Griffin takes her by the shoulders, doing his best to appear calm and nonthreatening despite having just killed a man and tossed him across the room. “Just help her hold on until someone else gets here. Please. I know you can do it.”

She nods jerkily, shaking all over. “I’m strong. They always tell me I’m strong.”

“Good.” Griffin nudges her toward me. “We need you to be strong.”

With his next breath, Griffin sends Piers to the bathhouse. “Wash the blood off the floor. Drain the pool. Refill and drain again.”

Piers nods and leaves the room but not before I see a shadow flit through his eyes, making me wonder what he’s read in his scrolls about magic and blood.

The girl kneels next to me. She peels the blanket to my waist and then lays her hands on my stomach. I feel a tingle of magic, pure and strong, and hiss a breath through my teeth. The pain intensifies as torn things begin the slow, agonizing process of repairing themselves. When I can’t stand it anymore, I moan.

“What are you doing?” Griffin jerks the child off me.

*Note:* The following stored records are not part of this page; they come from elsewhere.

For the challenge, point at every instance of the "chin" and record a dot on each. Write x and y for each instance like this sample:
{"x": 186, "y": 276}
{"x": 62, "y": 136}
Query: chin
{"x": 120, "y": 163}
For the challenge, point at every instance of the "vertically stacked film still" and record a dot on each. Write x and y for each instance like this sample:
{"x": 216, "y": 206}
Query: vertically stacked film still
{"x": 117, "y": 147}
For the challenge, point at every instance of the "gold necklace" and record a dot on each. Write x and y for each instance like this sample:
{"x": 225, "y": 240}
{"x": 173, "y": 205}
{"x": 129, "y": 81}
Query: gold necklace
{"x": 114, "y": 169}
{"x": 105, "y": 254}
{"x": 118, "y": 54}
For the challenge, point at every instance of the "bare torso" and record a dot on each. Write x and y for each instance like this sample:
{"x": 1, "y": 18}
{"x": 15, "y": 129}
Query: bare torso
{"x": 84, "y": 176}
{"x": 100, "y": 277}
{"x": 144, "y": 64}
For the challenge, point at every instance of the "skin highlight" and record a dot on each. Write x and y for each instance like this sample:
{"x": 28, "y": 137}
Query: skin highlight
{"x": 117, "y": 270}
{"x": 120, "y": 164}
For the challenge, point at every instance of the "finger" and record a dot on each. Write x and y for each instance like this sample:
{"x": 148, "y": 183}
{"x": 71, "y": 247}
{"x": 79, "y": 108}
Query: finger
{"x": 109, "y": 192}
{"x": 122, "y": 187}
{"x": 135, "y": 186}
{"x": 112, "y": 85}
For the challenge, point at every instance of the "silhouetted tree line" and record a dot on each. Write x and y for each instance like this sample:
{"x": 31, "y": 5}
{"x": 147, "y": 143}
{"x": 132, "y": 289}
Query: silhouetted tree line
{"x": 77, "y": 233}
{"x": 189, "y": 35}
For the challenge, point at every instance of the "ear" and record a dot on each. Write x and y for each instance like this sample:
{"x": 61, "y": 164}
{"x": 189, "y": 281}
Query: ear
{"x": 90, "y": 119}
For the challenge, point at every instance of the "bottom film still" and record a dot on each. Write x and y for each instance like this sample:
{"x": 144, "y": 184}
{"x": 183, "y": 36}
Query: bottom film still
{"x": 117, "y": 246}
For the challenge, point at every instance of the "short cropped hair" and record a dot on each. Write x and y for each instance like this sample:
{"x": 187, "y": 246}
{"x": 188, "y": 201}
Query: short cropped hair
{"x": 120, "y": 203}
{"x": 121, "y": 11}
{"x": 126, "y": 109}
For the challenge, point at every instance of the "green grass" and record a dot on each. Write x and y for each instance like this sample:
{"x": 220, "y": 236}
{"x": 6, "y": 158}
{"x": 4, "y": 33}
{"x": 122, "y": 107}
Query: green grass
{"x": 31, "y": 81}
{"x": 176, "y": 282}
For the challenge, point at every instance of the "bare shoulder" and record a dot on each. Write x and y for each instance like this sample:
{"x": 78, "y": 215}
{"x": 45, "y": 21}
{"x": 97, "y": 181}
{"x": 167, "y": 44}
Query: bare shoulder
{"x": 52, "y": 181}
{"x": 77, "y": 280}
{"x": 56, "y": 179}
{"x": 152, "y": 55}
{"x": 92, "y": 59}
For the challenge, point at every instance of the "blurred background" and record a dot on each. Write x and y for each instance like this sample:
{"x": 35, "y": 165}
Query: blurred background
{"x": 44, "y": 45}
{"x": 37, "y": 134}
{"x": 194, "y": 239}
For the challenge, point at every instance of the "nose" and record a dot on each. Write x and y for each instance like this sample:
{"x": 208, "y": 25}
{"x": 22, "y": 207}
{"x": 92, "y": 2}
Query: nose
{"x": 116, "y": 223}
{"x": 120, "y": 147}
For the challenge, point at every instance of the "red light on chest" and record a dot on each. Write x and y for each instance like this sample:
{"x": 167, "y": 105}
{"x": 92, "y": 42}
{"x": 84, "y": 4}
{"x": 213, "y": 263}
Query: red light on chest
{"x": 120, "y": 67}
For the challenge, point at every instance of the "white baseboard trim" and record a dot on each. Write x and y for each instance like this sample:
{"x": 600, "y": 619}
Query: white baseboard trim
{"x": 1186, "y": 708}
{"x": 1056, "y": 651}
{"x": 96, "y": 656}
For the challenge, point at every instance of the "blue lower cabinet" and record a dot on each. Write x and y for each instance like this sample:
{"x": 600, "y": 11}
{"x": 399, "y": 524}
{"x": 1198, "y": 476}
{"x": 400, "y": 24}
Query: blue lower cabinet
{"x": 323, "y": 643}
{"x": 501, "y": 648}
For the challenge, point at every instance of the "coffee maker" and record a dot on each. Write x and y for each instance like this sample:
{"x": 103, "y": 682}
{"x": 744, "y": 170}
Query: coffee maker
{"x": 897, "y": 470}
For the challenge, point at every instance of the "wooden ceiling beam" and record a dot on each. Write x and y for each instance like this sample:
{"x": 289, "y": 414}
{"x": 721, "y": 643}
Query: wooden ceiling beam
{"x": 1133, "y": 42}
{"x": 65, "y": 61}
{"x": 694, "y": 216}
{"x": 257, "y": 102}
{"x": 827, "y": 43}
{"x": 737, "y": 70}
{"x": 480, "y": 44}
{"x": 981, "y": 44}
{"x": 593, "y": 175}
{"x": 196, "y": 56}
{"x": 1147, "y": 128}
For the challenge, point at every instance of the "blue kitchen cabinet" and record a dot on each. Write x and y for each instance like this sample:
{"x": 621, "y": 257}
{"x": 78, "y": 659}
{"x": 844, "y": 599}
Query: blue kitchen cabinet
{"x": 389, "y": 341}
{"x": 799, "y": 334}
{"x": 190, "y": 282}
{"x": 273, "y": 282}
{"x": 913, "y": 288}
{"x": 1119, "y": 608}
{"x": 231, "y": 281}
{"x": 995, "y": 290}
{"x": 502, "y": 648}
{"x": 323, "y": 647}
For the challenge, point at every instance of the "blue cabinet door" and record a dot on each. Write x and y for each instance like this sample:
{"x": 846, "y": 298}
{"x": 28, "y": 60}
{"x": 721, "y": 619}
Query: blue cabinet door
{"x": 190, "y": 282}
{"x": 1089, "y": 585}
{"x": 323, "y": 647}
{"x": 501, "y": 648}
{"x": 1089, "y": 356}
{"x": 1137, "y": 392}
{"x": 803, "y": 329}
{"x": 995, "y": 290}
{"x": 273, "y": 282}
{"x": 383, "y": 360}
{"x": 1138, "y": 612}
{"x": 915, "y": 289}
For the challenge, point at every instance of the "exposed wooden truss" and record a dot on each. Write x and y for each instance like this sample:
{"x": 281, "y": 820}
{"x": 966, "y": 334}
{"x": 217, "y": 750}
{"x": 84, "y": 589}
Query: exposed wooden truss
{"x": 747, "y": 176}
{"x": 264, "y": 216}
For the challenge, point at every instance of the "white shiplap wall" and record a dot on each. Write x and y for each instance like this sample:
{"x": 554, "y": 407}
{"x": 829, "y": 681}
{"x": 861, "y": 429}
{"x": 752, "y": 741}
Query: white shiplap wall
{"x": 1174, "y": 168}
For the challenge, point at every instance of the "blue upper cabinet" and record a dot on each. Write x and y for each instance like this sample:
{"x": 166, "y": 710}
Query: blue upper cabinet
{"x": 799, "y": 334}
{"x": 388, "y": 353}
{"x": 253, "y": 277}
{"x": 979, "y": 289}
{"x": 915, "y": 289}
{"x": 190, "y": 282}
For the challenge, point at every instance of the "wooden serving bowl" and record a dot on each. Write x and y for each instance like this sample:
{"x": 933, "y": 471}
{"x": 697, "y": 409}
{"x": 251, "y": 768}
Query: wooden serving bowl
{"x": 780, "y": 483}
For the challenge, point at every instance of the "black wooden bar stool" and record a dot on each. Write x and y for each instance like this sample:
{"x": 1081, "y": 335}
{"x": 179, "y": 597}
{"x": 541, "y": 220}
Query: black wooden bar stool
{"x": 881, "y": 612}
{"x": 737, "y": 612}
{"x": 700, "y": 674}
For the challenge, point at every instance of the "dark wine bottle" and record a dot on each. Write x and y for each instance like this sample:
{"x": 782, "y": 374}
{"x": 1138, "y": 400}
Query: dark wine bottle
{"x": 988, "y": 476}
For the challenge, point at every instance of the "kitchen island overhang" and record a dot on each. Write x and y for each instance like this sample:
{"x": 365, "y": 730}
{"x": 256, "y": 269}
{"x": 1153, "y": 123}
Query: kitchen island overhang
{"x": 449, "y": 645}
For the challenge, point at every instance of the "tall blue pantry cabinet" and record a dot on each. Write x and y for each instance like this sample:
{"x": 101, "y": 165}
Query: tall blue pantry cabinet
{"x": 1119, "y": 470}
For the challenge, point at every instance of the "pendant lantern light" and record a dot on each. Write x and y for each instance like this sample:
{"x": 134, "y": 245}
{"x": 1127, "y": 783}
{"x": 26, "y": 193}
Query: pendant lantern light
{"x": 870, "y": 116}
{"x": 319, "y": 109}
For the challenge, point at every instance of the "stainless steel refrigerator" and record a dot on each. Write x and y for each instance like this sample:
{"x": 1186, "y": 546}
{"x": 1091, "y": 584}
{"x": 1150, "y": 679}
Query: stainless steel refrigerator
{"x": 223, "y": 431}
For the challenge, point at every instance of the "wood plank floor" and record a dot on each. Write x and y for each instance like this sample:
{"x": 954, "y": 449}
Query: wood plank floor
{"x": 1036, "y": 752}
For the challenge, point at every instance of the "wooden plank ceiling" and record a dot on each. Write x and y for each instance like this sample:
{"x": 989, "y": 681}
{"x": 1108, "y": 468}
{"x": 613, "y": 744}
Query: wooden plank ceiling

She gasps. “I-I’m doing what you said.”

“You’re hurting her!”

“I know!” the girl cries.

“Keep going,” I croak. “You’re doing fine.”

She looks at me, wide brown eyes in a pale, oval face. I clench my fists until my nails sting my palms and nod in encouragement.

I suffer through the bite of magic and the misery of healing, so drained of blood I think my skin will collapse and mold to my bones, leaving bumps and hollows and sunken flesh. After a while, the feel of the girl’s magic changes. She’s drained her healing power. This is her life force.

“Stop,” I order sharply. “You’re giving too much.”

She pulls back, trembling with exhaustion.

I flop my head toward Egeria. “Wash her hands. She’s done everything she can without hurting herself.”

Egeria hurries over and half carries the healer child from the room.

I shift, wincing in pain but amazed I can move. The girl made a start at repairing the damage, although the gash is still open and oozing. “Rub the lemon rinds over it,” I say to anyone who’s listening.

Griffin leans over me, glowering. “There’s been too much blood already. Don’t hurt yourself for no reason.”

No reason? I’d cut off my own arm to keep Andromeda from finding me. I was going to be happy here. With Griffin. “Do it!” I grind out.

“No!”

I’m cursing at him when Flynn barrels through the door along with a stranger. “Met him at a tavern. Found him again,” he pants. “Not like the others. Supports the healing centers.”

Griffin sizes up the healer with a glance. So do I. His chest is heaving, and he’s so out of breath he looks like he’s about to throw up, but otherwise he doesn’t seem unwilling. He’s about thirty, so fully trained but not yet at the peak of his power. He has unpretentious eyes.

“Save her and you can have the new healing center in Ios,” Griffin says. “It’s yours.”